Rimaniamo ai confini del synth pop anno ’80 con The SuperEgos da Udine, progetto di uno sbarbatello 20enne che alla seconda uscita, chiamata Afterglow, snocciola 4 brani più un reprise. Sembra che il genere stia avendo adesso i suoi rigurgiti (penso ad Empire of the sun, Owl City, La Roux) e le sonorità proposte sono affascinanti e coccolano l’orecchio dell’ascoltatore. Atmosfere anche dream pop, un ep da ascoltare la domenica mattina sdraiati e sonnacchiosi in un parco con l’erba un pò umidiccia. Peccato solo che i brani non abbiano propriamente un scrittura in sè stessa, a volte le tracce si limitano semplicemente ad essere dei tappeti senza una vera progressione all’interno. Comunque già è un’ottima partenza questa e le sonorità sono più che azzeccate e con il giusto mood è un disco in cui perdersi dentro, ma sicuramente a livello compositivo si può fare di più.
…ed alla fine arrivano i metallari. Non c’è nulla da fare, ogni volta che ascolto un cd del genere mi è chiaro che l’eccellenza riguardo alla produzione artistica ce l’hanno sempre loro, il metal e le sue derivazioni sono la vera musica d’esportazione italiana. Questo “Feed on Me” dei bergamaschi Hypnotic Hysteria, band stoner e post-grunge, mi fa urlare una parola sola: Deftones! Debitori a questi ma anche alla scena che ha visto Faith no More e Therapy? o i più recenti Godsmack o SOAD, punto di forza di questa band è decisamente il cantante, uno di quelli che fa la differenza fra una band buona ed una che spacca il culo nel suo ambiente, voce piena, potente, profonda, il ragazzo dimostra di avere due polmoni così ed anche una buona dose di talento.
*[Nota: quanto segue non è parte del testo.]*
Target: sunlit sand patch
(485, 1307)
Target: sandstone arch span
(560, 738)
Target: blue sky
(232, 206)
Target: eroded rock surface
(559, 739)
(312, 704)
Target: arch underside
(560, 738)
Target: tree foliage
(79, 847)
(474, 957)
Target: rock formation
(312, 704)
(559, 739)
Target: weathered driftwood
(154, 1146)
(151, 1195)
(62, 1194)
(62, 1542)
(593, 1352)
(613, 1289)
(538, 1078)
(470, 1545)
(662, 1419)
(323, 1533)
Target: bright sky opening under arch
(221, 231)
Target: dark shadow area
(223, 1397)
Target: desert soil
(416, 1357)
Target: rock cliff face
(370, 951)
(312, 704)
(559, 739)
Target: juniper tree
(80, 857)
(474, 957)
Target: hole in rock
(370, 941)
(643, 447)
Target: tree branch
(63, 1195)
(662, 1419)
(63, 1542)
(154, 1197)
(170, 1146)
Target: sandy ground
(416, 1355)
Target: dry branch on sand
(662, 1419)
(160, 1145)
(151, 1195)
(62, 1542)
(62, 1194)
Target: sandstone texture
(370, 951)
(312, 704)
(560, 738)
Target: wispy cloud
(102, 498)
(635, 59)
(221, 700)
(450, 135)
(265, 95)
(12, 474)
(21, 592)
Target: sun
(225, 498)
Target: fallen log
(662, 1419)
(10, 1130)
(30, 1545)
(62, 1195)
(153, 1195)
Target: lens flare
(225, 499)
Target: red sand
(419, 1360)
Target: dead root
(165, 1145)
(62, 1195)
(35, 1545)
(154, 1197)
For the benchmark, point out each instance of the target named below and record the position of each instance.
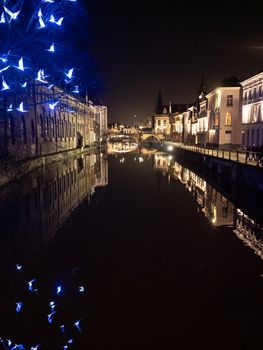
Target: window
(12, 129)
(254, 114)
(255, 93)
(260, 91)
(259, 113)
(42, 126)
(32, 132)
(245, 97)
(228, 118)
(216, 120)
(229, 101)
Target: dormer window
(229, 101)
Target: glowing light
(76, 90)
(81, 289)
(52, 305)
(35, 347)
(70, 73)
(41, 76)
(52, 48)
(20, 64)
(49, 317)
(21, 108)
(19, 306)
(70, 110)
(52, 106)
(2, 19)
(18, 346)
(4, 85)
(77, 325)
(41, 23)
(13, 15)
(18, 266)
(3, 69)
(30, 283)
(59, 290)
(58, 22)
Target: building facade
(252, 107)
(43, 121)
(223, 117)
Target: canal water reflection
(147, 253)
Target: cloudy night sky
(142, 47)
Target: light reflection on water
(218, 210)
(46, 201)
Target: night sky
(142, 47)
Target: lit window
(245, 97)
(229, 101)
(228, 118)
(216, 120)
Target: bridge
(147, 136)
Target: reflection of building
(249, 232)
(252, 120)
(44, 200)
(216, 208)
(44, 128)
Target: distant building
(167, 120)
(252, 106)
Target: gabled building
(166, 121)
(252, 107)
(224, 116)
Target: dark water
(166, 261)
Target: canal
(136, 251)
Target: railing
(237, 155)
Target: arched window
(32, 132)
(23, 129)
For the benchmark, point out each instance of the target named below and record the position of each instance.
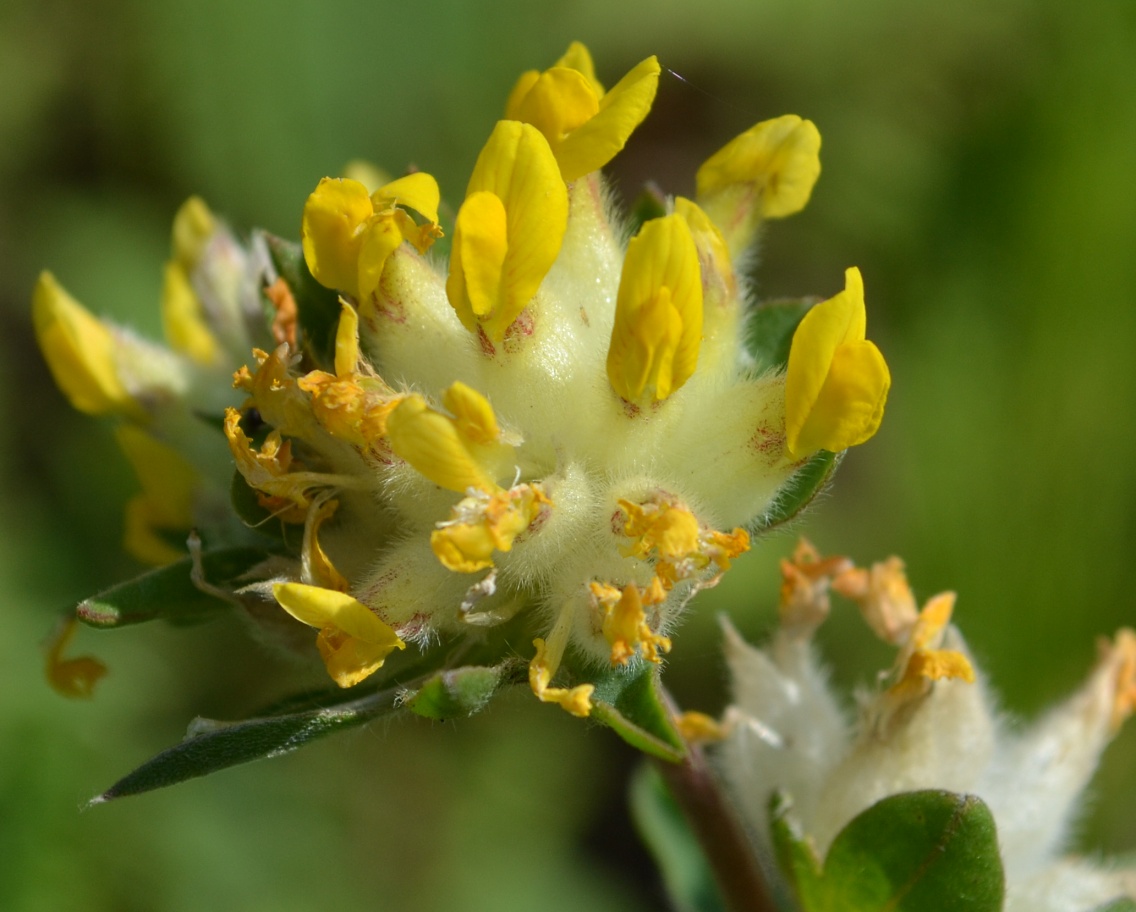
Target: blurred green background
(979, 164)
La parte compositiva è altrettanto efficace e potente e non fa pesare per niente la durata dei brani che non è mai sotto i 5 minuti, ma ogni variazione ha un suo perchè e le progressioni all’interno delle canzoni sono da manuale, che indica non solo bravura, ama anche un notevole gusto musicale, che non li rende dei semplici followers del genere, ma in potenza una band che può creare qualcosa di più.. “Feed on me” la titletrack è il brano con il miglior lavoro di chitarra e definitivamente la killer track di tutto il cd, “New Dehli” invece mi provoca riminiscenze alla White Pony dei Deftones. Spero per loro nella classica fuga di cervelli all’estero, perchè come band qua in Italia, con sta scena stitica che ci ritroviamo, sarebbero una band davvero sprecata.